The University of Hawaii basketball team may be having an identity crisis.
What has been the Big West’s best defense for most of the season has had mixed performances in the past four games.
“We’ve got to get our confidence back, our juice, our mojo back,” said associate head coach John Montgomery, whose Rainbow Warriors completed a two-game road trip today against Cal Poly in San Luis Obispo, California. “We’ve got to play hard and together again, and we’ll live with that. I don’t think it was us (Thursday night).
In their first 22 games, the ‘Bows didn’t allow an opponent to shoot better than 49%. On Thursday, UC Davis hit 63% of its shots, including 58.3% from beyond the arc, in a 76-63 win over UH. The’Bows fell to 16-7 overall and 7-4 in the Big West.
After Thursday’s game, the Bows boarded a bus for the 4-hour, 30-minute trip from Davis to San Luis Obispo. The trainers studied videos during the long journey. On Friday, the Bowses had a walkthrough session and then watched a video from Cal Poly.
“We really stressed that we had to get our defense back,” Montgomery said. “We had an energetic and talkative run. We watched videos and talked about (defense). Our guys know that in order for us to win, we have to defend. We have to get that back. It’s been a focus for us.”
In the first meeting, the’Bows scored the first 16 points en route to a 57-48 victory. That result was the first of 10 consecutive losses for the Mustangs. They are 7-16 overall and 1-10 in the Big West.
“The first time we saw them, we really didn’t have a good performance,” Cal Poly coach John Smith said. “Hopefully playing at home and being in our own beds at night will help that. We won’t start the game 16-0 like we did there. Hopefully it will be a better game. We match up well with them. We have the size and the length they make. Now it’s all about making the right plays and the reads on both sides.”
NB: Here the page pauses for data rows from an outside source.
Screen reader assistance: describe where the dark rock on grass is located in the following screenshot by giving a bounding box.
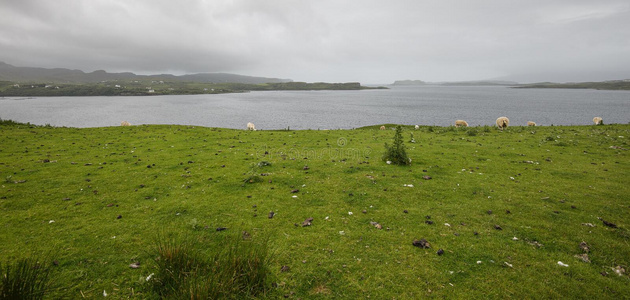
[117,215,122,219]
[302,217,314,227]
[362,210,367,214]
[291,189,299,193]
[63,197,71,201]
[216,227,227,231]
[487,210,493,215]
[425,215,431,219]
[599,218,618,228]
[280,265,290,272]
[412,238,431,249]
[437,249,444,255]
[579,241,590,253]
[474,231,479,235]
[268,211,275,219]
[403,210,408,214]
[303,166,310,170]
[494,225,503,230]
[425,220,434,225]
[505,210,511,214]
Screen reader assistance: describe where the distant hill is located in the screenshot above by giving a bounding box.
[0,62,292,84]
[392,80,426,86]
[514,80,630,90]
[391,79,518,86]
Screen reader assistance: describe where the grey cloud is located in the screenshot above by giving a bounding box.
[1,0,629,83]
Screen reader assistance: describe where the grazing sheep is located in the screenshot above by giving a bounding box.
[496,117,509,130]
[527,121,536,126]
[455,120,469,127]
[121,121,131,126]
[415,125,419,130]
[247,122,256,131]
[593,117,603,125]
[380,125,386,130]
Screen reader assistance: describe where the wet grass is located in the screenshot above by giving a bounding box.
[0,121,628,298]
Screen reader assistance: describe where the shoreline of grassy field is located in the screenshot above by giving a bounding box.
[1,121,628,298]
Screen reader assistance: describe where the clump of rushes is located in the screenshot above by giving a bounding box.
[0,258,53,300]
[149,233,272,299]
[383,125,411,165]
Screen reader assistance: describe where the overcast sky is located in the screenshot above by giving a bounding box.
[1,0,629,84]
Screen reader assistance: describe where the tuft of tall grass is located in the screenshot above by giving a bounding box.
[150,233,272,299]
[0,258,52,300]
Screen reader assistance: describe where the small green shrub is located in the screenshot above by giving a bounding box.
[0,258,52,300]
[382,125,410,165]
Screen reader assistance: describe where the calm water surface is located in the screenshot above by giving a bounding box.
[0,86,628,129]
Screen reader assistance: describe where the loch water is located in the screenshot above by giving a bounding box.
[1,85,628,129]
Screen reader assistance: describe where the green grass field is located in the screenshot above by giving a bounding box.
[1,121,628,298]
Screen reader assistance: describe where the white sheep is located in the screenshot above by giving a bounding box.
[496,117,509,130]
[247,122,256,131]
[455,120,469,127]
[414,125,419,130]
[527,121,536,126]
[593,117,603,125]
[121,121,131,126]
[380,125,386,130]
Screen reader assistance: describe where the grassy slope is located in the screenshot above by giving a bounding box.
[0,123,629,298]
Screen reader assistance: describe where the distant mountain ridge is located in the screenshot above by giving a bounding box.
[0,62,292,84]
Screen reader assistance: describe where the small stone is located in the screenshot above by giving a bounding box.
[579,241,590,253]
[613,266,626,276]
[268,211,275,219]
[362,210,367,214]
[494,225,502,230]
[422,175,432,180]
[505,210,511,214]
[129,262,140,269]
[302,217,314,227]
[412,238,431,249]
[280,265,290,272]
[403,210,408,214]
[303,166,309,170]
[291,189,299,193]
[487,210,493,215]
[216,227,227,231]
[425,220,434,225]
[574,254,591,263]
[437,249,444,255]
[474,232,479,235]
[117,215,122,219]
[557,261,569,267]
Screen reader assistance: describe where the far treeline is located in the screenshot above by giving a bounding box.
[0,81,386,97]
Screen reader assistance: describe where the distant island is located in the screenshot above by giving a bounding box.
[0,62,385,96]
[514,80,630,90]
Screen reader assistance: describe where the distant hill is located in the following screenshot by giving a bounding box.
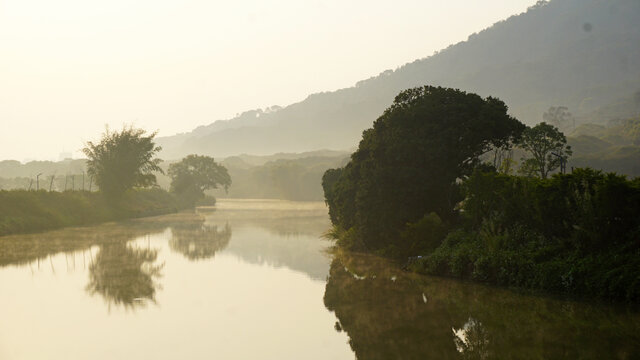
[157,0,640,160]
[208,151,350,201]
[568,116,640,176]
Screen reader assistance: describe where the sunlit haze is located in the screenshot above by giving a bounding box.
[1,0,535,161]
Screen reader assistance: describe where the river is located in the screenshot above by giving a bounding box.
[0,199,638,359]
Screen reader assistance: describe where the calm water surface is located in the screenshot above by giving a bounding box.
[0,199,638,359]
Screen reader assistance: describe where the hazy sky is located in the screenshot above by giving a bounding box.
[0,0,536,161]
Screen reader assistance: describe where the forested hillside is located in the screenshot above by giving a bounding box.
[157,0,640,160]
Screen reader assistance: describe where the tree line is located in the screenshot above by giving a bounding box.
[82,126,230,207]
[0,126,231,236]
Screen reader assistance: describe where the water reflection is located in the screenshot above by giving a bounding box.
[169,220,232,261]
[86,242,164,310]
[1,201,639,359]
[0,219,170,269]
[197,204,332,280]
[0,201,353,360]
[324,252,640,360]
[452,318,490,360]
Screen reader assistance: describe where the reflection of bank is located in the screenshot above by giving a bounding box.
[324,252,640,360]
[0,218,174,311]
[323,256,493,359]
[323,256,456,360]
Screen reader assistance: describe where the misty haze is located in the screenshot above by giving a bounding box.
[1,1,639,359]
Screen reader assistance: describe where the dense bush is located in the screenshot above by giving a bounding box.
[415,169,640,302]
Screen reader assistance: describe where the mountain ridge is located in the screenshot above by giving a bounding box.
[157,0,640,160]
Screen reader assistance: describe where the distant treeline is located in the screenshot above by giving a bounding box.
[0,151,349,202]
[208,154,349,201]
[0,174,94,192]
[0,159,87,190]
[0,127,232,237]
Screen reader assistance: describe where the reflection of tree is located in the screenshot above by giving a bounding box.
[452,318,490,360]
[169,221,231,261]
[86,243,163,310]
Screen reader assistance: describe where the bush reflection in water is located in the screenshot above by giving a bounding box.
[324,252,640,360]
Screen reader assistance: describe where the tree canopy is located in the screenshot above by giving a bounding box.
[518,122,572,179]
[168,155,231,204]
[82,126,163,198]
[323,86,525,251]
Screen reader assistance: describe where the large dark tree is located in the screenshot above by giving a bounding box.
[323,86,525,251]
[83,126,163,198]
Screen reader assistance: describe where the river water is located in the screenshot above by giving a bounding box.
[0,199,638,359]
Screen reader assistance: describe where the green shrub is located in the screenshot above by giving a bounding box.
[415,169,640,302]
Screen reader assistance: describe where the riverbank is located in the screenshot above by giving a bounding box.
[325,169,640,303]
[409,170,640,303]
[0,188,184,237]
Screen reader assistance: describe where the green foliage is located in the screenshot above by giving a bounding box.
[0,189,180,237]
[168,154,231,206]
[323,225,365,252]
[398,213,447,258]
[518,122,572,179]
[321,168,343,224]
[419,169,640,302]
[83,126,163,198]
[324,86,524,253]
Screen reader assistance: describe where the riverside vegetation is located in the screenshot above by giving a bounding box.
[322,86,640,302]
[0,127,230,237]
The Mustangs run a multi-set, deliberately paced offense that averages 19.1 seconds per possession. They average 8.2 quick break points per game.
“We’re trying to put the ball in certain positions for our guys to be successful,” Smith said. “I’d like to play faster, but with this team, that doesn’t match up well. We’re trying to make sure we’re efficient with our offensive package and offensive identity.”
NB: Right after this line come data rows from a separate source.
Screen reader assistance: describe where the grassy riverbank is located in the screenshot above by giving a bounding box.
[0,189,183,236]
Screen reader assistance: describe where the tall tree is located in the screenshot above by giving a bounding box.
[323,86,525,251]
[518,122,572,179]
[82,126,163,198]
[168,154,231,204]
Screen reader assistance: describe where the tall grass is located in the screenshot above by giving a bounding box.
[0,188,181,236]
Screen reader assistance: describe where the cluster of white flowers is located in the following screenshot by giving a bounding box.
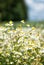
[0,21,44,65]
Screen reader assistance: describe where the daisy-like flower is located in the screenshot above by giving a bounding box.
[0,21,44,65]
[32,27,36,30]
[9,20,13,26]
[21,20,25,24]
[26,24,30,27]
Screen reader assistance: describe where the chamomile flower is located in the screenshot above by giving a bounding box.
[21,20,25,23]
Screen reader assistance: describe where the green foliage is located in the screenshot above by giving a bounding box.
[0,0,27,21]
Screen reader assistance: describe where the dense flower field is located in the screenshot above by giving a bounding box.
[0,21,44,65]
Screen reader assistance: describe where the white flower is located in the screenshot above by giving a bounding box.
[21,20,25,23]
[10,62,14,64]
[40,48,44,53]
[15,52,22,56]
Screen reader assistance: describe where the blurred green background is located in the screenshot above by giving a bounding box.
[0,0,27,21]
[0,0,44,29]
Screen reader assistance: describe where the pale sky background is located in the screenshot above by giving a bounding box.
[24,0,44,21]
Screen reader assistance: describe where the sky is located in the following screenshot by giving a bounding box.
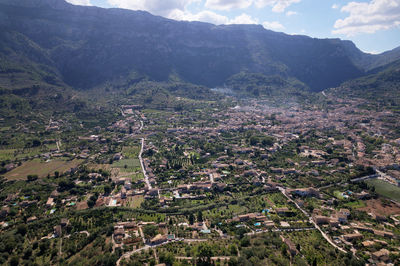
[66,0,400,54]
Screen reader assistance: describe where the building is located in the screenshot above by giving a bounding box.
[343,233,363,241]
[339,209,350,217]
[313,215,330,225]
[27,216,37,223]
[289,188,320,198]
[275,207,294,216]
[270,167,283,174]
[149,234,167,245]
[54,225,62,237]
[335,213,348,224]
[281,236,298,256]
[76,201,89,210]
[373,230,394,239]
[114,226,125,244]
[46,197,54,208]
[0,206,10,218]
[60,218,69,227]
[372,249,390,263]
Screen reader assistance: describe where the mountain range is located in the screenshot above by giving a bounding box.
[0,0,400,94]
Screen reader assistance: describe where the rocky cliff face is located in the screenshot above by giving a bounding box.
[0,0,398,91]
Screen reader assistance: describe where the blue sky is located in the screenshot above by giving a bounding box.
[67,0,400,54]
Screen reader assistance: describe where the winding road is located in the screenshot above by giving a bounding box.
[139,137,152,189]
[277,186,347,254]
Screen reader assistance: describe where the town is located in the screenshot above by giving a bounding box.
[0,94,400,266]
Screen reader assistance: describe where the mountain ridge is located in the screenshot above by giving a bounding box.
[0,0,399,92]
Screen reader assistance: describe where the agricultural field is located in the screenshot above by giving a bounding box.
[121,146,140,158]
[0,146,58,161]
[112,159,141,173]
[0,149,15,161]
[4,159,82,180]
[124,195,144,208]
[366,179,400,202]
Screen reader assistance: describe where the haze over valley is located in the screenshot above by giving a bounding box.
[0,0,400,265]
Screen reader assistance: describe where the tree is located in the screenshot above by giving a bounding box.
[189,213,195,225]
[159,251,175,265]
[229,244,238,256]
[312,258,317,266]
[104,185,112,195]
[197,211,203,222]
[58,180,74,192]
[17,224,27,236]
[88,195,97,208]
[9,256,19,266]
[27,175,38,182]
[249,136,259,146]
[240,236,251,247]
[281,244,287,257]
[143,225,158,239]
[23,248,32,259]
[32,139,41,147]
[197,243,213,265]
The Mustangs are without point guard Camren Pierce, who has missed seven games with a wrist injury. It’s doubtful if Pierce will be ready for the Big West tournament kickoff on March 7 in Henderson, Nev. Kobe Sanders, who is 6-foot-6, is a post point who lacks Pierce’s quickness on drives.
“Everybody has a problem,” Smith said of the injuries. “Every team has a problem.”
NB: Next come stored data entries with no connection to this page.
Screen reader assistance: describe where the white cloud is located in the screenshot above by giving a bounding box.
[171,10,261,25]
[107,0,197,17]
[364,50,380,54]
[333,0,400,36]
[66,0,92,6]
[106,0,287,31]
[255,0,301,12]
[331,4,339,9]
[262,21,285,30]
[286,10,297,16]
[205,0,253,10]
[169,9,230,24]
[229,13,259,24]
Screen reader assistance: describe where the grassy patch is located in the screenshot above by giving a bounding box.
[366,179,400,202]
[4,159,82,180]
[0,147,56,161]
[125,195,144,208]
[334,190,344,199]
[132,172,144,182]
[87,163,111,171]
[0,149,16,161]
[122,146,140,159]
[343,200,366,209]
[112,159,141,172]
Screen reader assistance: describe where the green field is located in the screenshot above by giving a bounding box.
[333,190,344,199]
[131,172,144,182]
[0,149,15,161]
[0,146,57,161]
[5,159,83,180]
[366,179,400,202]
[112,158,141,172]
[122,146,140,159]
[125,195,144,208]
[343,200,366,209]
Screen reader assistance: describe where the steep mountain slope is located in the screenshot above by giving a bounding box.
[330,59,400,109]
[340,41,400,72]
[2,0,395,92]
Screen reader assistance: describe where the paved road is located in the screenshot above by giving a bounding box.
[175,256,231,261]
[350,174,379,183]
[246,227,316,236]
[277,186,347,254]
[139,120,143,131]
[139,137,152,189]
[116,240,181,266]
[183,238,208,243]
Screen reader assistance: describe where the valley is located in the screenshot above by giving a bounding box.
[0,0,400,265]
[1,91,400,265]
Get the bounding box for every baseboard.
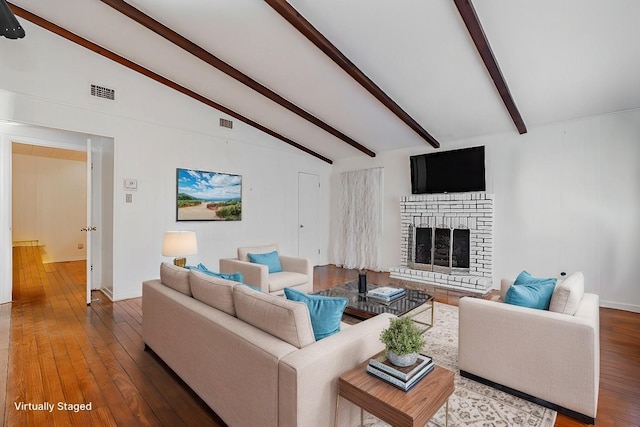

The Mustangs’ offense revolves around 6-foot-8, 220-pound forward Alimamy Koroma. Several teams feature passes to Koroma in the post. UC Santa Barbara, like many teams, doubled down on Koroma. That allowed Koroma to throw back to the perimeter, where he would pass the ball around until he found an open shooter.
“Teams are wrapping him up in their double teams,” Smith said of Koroma. “He’s still playing the game the right way, trying to make the right reads and doing the right things to help put us in position to win. He did that (Thursday) night (against UCSB) and put us in position to win with two minutes to go.”
Five of the Mustangs’ losses in the league have been by seven points or fewer, including two-possession losses against BWC leader UCSB. “They’ve played a lot of really tough teams,” Montgomery said. “They’re bound to break through and beat somebody. Hopefully it won’t be us.”